Since our dinner portions were reasonable, we had to try their deserts. One of us happens to be a creme brulee fanatic, and the maple pumpkin version with cranberry compote demanded we try it. I opted for an apricot bread pudding. Both were wonderful, but  creme brulee was clearly the star.

Following our meal, we toured the historic district, which was mainly closed for business at this hour. We were able to walk down the middle of main street, and joked that we could have lain down ala The Notebook , since 5 or more minutes elapsed between passing cars.

Christmas lights were already up, but it felt less like a retail offensive and more like Christmas of my youth.

We broke our fast the next morning in the big house, where our meal was served buffet style. We took our coffee in the corner of the enclosed porch overlooking the creek and watched deer come to the feeder. Breakfast we quiet and unhurried. We were able to relax and linger, perhaps one of life's greatest luxuries.

Soon the morning warmed and we checked out to drive the road to Vanderpool; a lovely way to spend a fall hill country morning. Sightings of elk, wild turkey, and exotic African plans game kept our eyes scanning the ranches on both side of the highway.

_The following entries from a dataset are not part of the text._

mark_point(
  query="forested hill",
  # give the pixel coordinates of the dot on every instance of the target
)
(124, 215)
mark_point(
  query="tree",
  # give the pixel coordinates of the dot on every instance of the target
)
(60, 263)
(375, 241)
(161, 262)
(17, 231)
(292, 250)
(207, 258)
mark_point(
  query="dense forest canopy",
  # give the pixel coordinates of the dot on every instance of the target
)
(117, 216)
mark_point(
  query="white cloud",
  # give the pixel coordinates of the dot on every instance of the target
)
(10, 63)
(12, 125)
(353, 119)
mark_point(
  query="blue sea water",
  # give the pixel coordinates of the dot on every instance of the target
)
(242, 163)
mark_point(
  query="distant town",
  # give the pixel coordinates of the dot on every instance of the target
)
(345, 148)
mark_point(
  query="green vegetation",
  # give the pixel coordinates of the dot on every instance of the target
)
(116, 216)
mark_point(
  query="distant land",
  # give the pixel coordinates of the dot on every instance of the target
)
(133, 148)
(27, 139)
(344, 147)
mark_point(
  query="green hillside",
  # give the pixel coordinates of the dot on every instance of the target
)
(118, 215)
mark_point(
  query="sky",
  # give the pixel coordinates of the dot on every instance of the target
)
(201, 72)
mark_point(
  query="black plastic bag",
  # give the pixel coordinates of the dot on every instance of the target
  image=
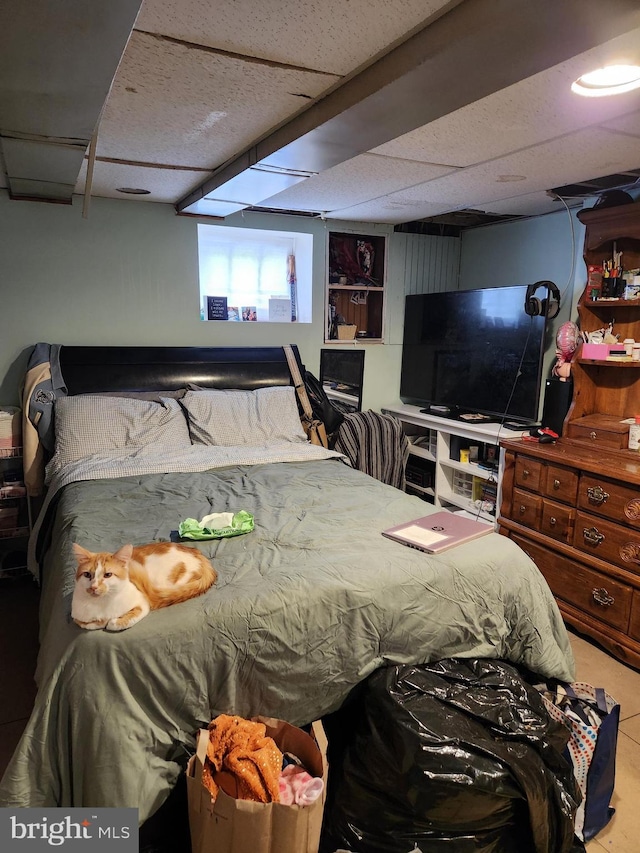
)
(458, 756)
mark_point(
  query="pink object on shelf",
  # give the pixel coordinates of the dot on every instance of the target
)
(595, 351)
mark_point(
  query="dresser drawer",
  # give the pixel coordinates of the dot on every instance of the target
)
(561, 484)
(587, 590)
(527, 509)
(616, 501)
(603, 431)
(557, 521)
(529, 473)
(608, 541)
(634, 622)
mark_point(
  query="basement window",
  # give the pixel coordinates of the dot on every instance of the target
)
(250, 275)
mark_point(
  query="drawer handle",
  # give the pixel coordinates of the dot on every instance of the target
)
(602, 597)
(592, 535)
(597, 495)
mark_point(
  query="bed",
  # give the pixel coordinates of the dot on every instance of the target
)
(306, 606)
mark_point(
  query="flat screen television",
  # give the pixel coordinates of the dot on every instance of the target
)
(473, 351)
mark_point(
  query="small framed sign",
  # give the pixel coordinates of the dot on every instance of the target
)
(217, 308)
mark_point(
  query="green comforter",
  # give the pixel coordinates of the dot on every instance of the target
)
(306, 606)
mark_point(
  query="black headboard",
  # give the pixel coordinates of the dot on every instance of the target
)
(92, 369)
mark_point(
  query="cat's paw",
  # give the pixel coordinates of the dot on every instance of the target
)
(92, 626)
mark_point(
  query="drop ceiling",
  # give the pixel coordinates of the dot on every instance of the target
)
(386, 111)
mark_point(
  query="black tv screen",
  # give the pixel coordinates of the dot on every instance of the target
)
(473, 351)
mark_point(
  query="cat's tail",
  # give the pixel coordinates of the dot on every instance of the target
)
(202, 578)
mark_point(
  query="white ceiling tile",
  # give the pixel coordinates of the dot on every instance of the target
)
(531, 111)
(358, 180)
(334, 36)
(583, 155)
(165, 184)
(391, 210)
(532, 204)
(173, 105)
(628, 124)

After about an hour of pleasant driving, we arrived at Lost Maples. We were surprised that the parking area for the check in station was completely full. A park policeman directed us to a just-vacated space, and we got in what turned out to be a line thirty minutes long to pay our entry fees. Apparently we weren't the only ones who were hoping for a fall display.

Once though the line and on into the parking area inside the park, it felt much less crowded.

Unfortunately for us, a strong north wind the day before had blown many of the leaves off the trees, but it was beautiful none the less. Many leaves we beginning to turn...

After a picnic lunch at one of the shelters, we drove on to Utopia, where the movie "Seven Days in Utopia" was filmed. How cool is it to say at least once in your life you slept in Comfort then found Utopia the next day?